With inflation remaining high, the RBI has decided not to cut interest rates, unlike many other major economies that have started lowering theirs. While cutting rates could help boost growth, the RBI is being careful to avoid worsening the inflation problem.
Consumer confidence
The RBI’s consumer confidence survey provides insight into household sentiments regarding the economy, income, job prospects, inflation, and spending. The Current Situation Index—which reflects how people feel about the present state of the economy—dropped from 98 in March to 94 in November. This indicates that fewer people believe job opportunities, income, and overall economic conditions have improved compared to the previous year.
However, despite short-term concerns, optimism about the future remains strong. Households expect better job opportunities, higher incomes, and improved spending power in the coming year.
Auto sales
The automotive sector had a challenging year, with slow sales throughout 2024. While there was a small boost in vehicle purchases during the festive season in October, it didn’t last long. By November, sales of passenger cars and commercial vehicles dropped again, showing weak consumer demand and the impact of higher borrowing costs.

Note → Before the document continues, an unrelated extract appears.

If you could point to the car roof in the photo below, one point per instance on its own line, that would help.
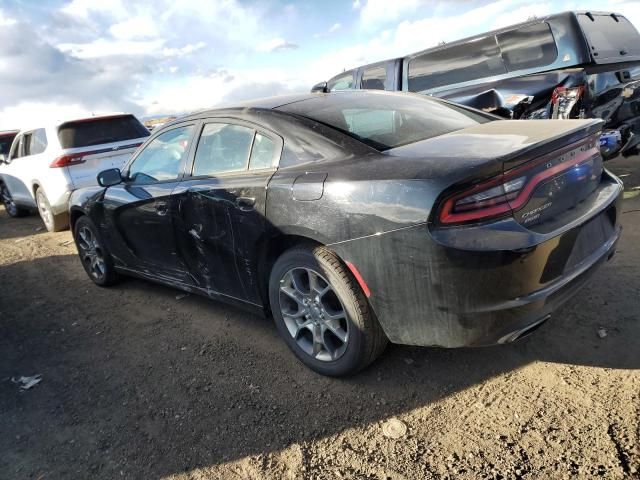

Industrial sector performance
India’s core sector industries—coal, steel, cement, electricity, and others—showed mixed performance. The index tracking these industries rebounded slightly in September and October, but growth levels remain low. This is the weakest growth since October 2022.
Breaking it down by sector gives us a clearer picture. Coal and steel production showed slight improvement, but most other sectors continued to decline. This shows that the small recovery in the overall index was mostly driven by these two industries, while the rest are still struggling to pick up pace.
The slow performance of core sectors is clearly reflected in industrial production numbers. When key industries struggle, it pulls down overall industrial production. Although the growth rate of 3.5% in October was better than the previous two months, it’s still quite low—actually, it’s the weakest since November 2023.
Despite some slowdown, India’s manufacturing sector has remained resilient. Data from the HSBC India Manufacturing PMI showed continued expansion in November, even though the pace of growth softened.
Positive demand trends, especially from international markets, helped manufacturers maintain output levels. However, rising costs of inputs such as cotton, chemicals, and rubber pushed up production prices, limiting profit margins for many firms.
Source: HSBC, S&P Global PMI
On the other hand, India’s services sector is also performing well. In November, services businesses—like transport, finance, and real estate—continued to grow strongly. India’s Services Purchasing Managers Index or PMI stayed high at 58.4, slightly down from 58.5 in October.
A major highlight is job creation. The services sector added new jobs at the fastest rate since the survey began in 2005. However, this growth also led to higher costs. Wages and food prices increased, resulting in the steepest price rises in nearly 12 years.
Source: HSBC, S&P Global PMI
GST and E-way bill collections
For the first time in three years, GST collections have grown by less than 10% over the past three months. Even with the festive season in September, October, and November, the growth didn’t meet expectations.
On the bright side, e-way bill generation—which tracks the movement of goods—has been strong, showing an 18% year-on-year increase. This indicates that while tax collections have slowed, trade and goods transportation remain active across the country.
To sum it up, while India’s economy continues to grow, the pace has slowed down recently. With some key sectors facing challenges, inflation is also proving to be stubborn straining household finances and slowing down spending on non-essentials.